Fujitsu Forum 2017: Fujitsu macht PC-Werk zum Schaufenster für Industrie 4.0

Beim Fujitsu Forum standen Zukunftsthemen wie Industrie 4.0, Internet of Things und Künstliche Intelligenz (KI) im Mittelpunkt. Das meistdiskutierte Thema war jedoch das PC-Joint-Venture mit Lenovo, das Fujitsu Vorteile im hart umkämpften PC-Markt bringen soll.

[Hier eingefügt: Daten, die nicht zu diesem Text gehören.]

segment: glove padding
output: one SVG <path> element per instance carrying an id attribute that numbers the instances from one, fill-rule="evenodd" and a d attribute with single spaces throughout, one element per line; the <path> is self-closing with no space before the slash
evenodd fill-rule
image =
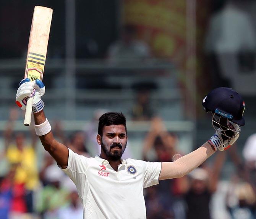
<path id="1" fill-rule="evenodd" d="M 42 110 L 44 106 L 41 97 L 45 92 L 44 85 L 41 80 L 36 79 L 31 81 L 29 78 L 24 78 L 19 83 L 16 94 L 16 104 L 23 110 L 25 110 L 28 98 L 34 96 L 33 112 Z"/>
<path id="2" fill-rule="evenodd" d="M 223 131 L 220 128 L 218 128 L 217 129 L 215 134 L 207 141 L 207 142 L 214 148 L 215 151 L 217 149 L 220 151 L 226 150 L 233 144 L 239 137 L 239 130 L 240 128 L 240 126 L 231 121 L 229 121 L 228 124 L 230 128 L 234 131 L 232 136 L 230 138 L 227 138 L 226 136 L 222 134 Z"/>

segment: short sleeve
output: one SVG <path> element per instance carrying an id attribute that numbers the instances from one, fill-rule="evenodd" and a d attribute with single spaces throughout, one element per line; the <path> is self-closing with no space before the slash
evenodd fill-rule
<path id="1" fill-rule="evenodd" d="M 62 169 L 74 182 L 78 190 L 83 190 L 86 179 L 86 172 L 89 165 L 89 158 L 74 153 L 68 149 L 68 166 Z"/>
<path id="2" fill-rule="evenodd" d="M 141 161 L 144 170 L 143 188 L 147 188 L 159 184 L 159 175 L 162 164 L 159 162 L 146 162 Z"/>

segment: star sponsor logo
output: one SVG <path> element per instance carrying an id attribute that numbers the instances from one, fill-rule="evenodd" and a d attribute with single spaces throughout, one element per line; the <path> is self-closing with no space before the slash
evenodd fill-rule
<path id="1" fill-rule="evenodd" d="M 109 176 L 109 173 L 108 172 L 103 172 L 102 170 L 105 170 L 105 171 L 107 171 L 106 169 L 106 166 L 104 165 L 99 165 L 100 167 L 101 168 L 100 170 L 98 171 L 98 175 L 100 176 L 107 176 L 108 177 Z"/>
<path id="2" fill-rule="evenodd" d="M 128 171 L 128 173 L 132 175 L 135 175 L 137 173 L 137 169 L 132 165 L 130 165 L 127 166 L 126 170 Z"/>
<path id="3" fill-rule="evenodd" d="M 106 166 L 104 166 L 103 164 L 102 165 L 100 165 L 99 166 L 101 167 L 101 169 L 100 169 L 100 171 L 101 171 L 102 170 L 104 170 L 105 171 L 106 171 Z"/>

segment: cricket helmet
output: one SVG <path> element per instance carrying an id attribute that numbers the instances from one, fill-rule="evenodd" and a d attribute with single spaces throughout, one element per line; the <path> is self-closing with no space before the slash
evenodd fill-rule
<path id="1" fill-rule="evenodd" d="M 228 125 L 229 121 L 239 126 L 245 125 L 245 101 L 239 94 L 231 88 L 214 89 L 204 98 L 202 104 L 206 111 L 212 112 L 214 128 L 215 129 L 221 128 L 224 131 L 222 133 L 227 137 L 233 135 L 230 131 L 232 130 Z"/>

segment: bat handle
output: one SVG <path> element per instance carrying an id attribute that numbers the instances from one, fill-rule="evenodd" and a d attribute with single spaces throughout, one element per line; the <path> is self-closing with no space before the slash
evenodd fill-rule
<path id="1" fill-rule="evenodd" d="M 27 106 L 26 108 L 25 118 L 24 118 L 24 125 L 26 126 L 29 126 L 30 125 L 33 99 L 34 97 L 29 98 L 27 101 Z"/>

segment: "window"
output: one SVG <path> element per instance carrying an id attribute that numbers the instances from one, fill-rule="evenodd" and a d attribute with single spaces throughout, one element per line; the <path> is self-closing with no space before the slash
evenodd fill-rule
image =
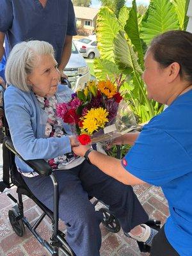
<path id="1" fill-rule="evenodd" d="M 89 44 L 90 42 L 92 42 L 92 40 L 90 40 L 90 39 L 88 39 L 88 38 L 82 38 L 82 39 L 79 39 L 78 41 L 79 41 L 79 42 L 81 42 L 81 43 L 86 44 Z"/>
<path id="2" fill-rule="evenodd" d="M 85 26 L 91 26 L 91 20 L 84 20 Z"/>
<path id="3" fill-rule="evenodd" d="M 93 42 L 92 44 L 91 44 L 91 45 L 92 45 L 92 46 L 97 46 L 97 42 Z"/>

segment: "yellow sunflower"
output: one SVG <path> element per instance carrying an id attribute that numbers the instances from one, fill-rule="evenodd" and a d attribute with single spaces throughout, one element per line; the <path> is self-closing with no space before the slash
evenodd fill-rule
<path id="1" fill-rule="evenodd" d="M 107 118 L 108 114 L 107 110 L 102 108 L 91 109 L 83 117 L 82 130 L 91 135 L 99 128 L 104 128 L 105 124 L 109 121 Z"/>
<path id="2" fill-rule="evenodd" d="M 110 80 L 100 81 L 98 83 L 98 88 L 108 98 L 111 98 L 116 93 L 116 88 Z"/>

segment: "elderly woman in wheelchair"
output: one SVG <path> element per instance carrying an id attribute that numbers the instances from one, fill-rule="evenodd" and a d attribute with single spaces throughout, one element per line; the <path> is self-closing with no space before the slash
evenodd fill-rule
<path id="1" fill-rule="evenodd" d="M 52 47 L 40 41 L 16 45 L 7 61 L 6 79 L 11 84 L 4 93 L 6 117 L 13 146 L 24 160 L 15 157 L 17 169 L 30 191 L 54 211 L 51 179 L 42 177 L 25 162 L 43 159 L 51 166 L 58 183 L 59 217 L 67 226 L 67 241 L 74 253 L 100 255 L 103 215 L 95 211 L 89 196 L 109 205 L 127 236 L 150 245 L 156 230 L 143 224 L 148 216 L 132 187 L 72 152 L 78 142 L 55 109 L 57 103 L 68 101 L 73 92 L 59 84 Z"/>

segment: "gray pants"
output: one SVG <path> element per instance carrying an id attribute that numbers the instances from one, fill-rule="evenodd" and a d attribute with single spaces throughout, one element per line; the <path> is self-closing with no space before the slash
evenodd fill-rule
<path id="1" fill-rule="evenodd" d="M 124 232 L 148 220 L 131 186 L 109 177 L 84 161 L 68 170 L 55 171 L 60 193 L 59 215 L 67 228 L 67 240 L 77 256 L 99 256 L 102 214 L 88 200 L 95 196 L 109 205 Z M 49 177 L 24 179 L 33 193 L 53 209 L 53 186 Z"/>

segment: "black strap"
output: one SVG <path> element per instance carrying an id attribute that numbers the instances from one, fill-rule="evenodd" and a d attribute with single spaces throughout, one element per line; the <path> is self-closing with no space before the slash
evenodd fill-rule
<path id="1" fill-rule="evenodd" d="M 0 191 L 3 193 L 6 188 L 10 188 L 10 163 L 11 152 L 5 145 L 6 138 L 3 143 L 3 181 L 0 182 Z"/>
<path id="2" fill-rule="evenodd" d="M 88 161 L 88 163 L 90 163 L 90 164 L 92 164 L 92 163 L 90 162 L 90 160 L 88 157 L 88 154 L 90 154 L 90 152 L 91 152 L 92 151 L 93 151 L 93 148 L 89 148 L 86 152 L 85 154 L 84 155 L 84 157 L 86 158 L 86 159 Z"/>

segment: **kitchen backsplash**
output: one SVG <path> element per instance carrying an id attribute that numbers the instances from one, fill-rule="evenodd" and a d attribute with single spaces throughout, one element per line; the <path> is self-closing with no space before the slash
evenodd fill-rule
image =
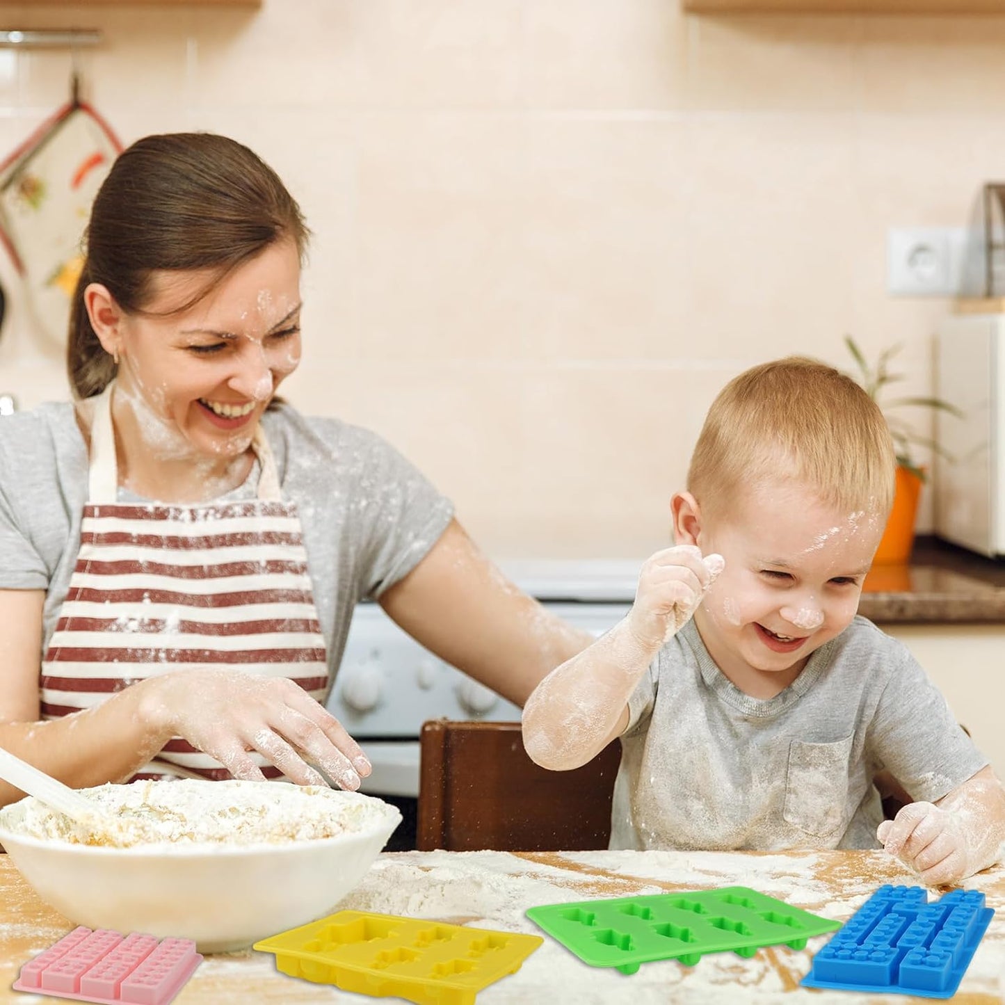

Mehr Einkaufspower und Skaleneffekte

Fujitsus Zentraleuropachef Rolf Werner und Vera Schneevoigt, Senior Vice President und Head of Product Supply Operations,

Demententprechend ging es auch in vielen Gesprächsrunden auf dem Fujitsu Forum um die künftige PC-Kooperation mit dem chinesischen Konkurrenten Lenovo, der lange Verhandlungen vorausgegangen waren (CRN berichtete). Zentraleuropachef Rolf Werner und Vera Schneevoigt, Senior Vice President und Head of Product Supply Operations, in deren Zuständigkeit auch die PC-Fertigung in Augsburg fällt, bekräftigten, dass die Zusammenarbeit für Fujitsu nur Vorteile bringen würde. »Das Joint Venture hat das Ziel, Volumen, Wachstum und Wettbewerbsfähigkeit im weltweiten PC-Geschäft zu steigern«, so Scheevoigt. Der Schwerpunkt liege auf dem gemeinsamen Einkauf und der gemeinsamen Entwicklung mit einem Partner, der wie Lenovo große Volumina und eine entsprechende Einkaufsmacht mitbringe. Negative Auswirkungen vor allem auf das Fujitsu-Werk in Augsburg und die dort beschäftigten Mitarbeiter schloss Schneevoigt aus. Das einzige, was sich ändern würde, sei die Eigentümerstruktur der FCCL.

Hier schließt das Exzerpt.